Further, WSs have come down to such a low levels in morality, it is not possible for BS to even to comprehend the situation. I find this type of occurrences often here, lately.

In some cases, WS have come to post as if the A is the end result of their BSs' attitude etc. They have all been bashed here.


----------



## ing (Mar 26, 2011)

KanDo said:


> Not really a CWI topic; but, I feel most comfortable here. Lately it appears to me that many post have a a sense of hopelessness to them and a lack of action on the part of the poster. Excuses for the actions of wayward spouses seem more prevalent and acceptance of abhorent boundry violations appears common.:scratchhead: I find myself figuratively screaming at my computer monitor and saying "Grow a pair" several times a day and posting an admonition to man-up at least daily. Am I over the top? Do I need a TAM break?


TAM fatigue. I have not looked at a thread in a week or two. There are only so many times you can say it without screaming.


----------



## NotLikeYou (Aug 30, 2011)

KanDo said:


> Not really a CWI topic; but, I feel most comfortable here. Lately it appears to me that many post have a a sense of hopelessness to them and a lack of action on the part of the poster. Excuses for the actions of wayward spouses seem more prevalent and acceptance of abhorent boundary violations appears common.:scratchhead: I find myself figuratively screaming at my computer monitor and saying "Grow a pair" several times a day and posting an admonition to man-up at least daily. Am I over the top? Do I need a TAM break?

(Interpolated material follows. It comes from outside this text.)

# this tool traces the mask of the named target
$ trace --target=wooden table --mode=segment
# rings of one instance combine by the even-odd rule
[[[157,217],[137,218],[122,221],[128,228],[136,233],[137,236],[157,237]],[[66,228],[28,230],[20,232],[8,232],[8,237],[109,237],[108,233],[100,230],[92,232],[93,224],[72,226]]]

Kando, one of my absolute favorite blogs is Thelastpsychiatrist. He writes fantastic articles about all kinds of things, but he has two prevailing themes in his blog-

1) Narcissism
2) If you're watching / reading / seeing it, it's for you.

The second item there is relevant to TAM, I think. And being the slow fellow I am, it took me awhile to figure it out.

The threads on TAM that receive the most views and comments are the most dramatic and outrageous ones. In most cases, this means a thread exactly like you describe- insane behavior and boundary violations coupled with a complete absence of common sense on the part of the OP.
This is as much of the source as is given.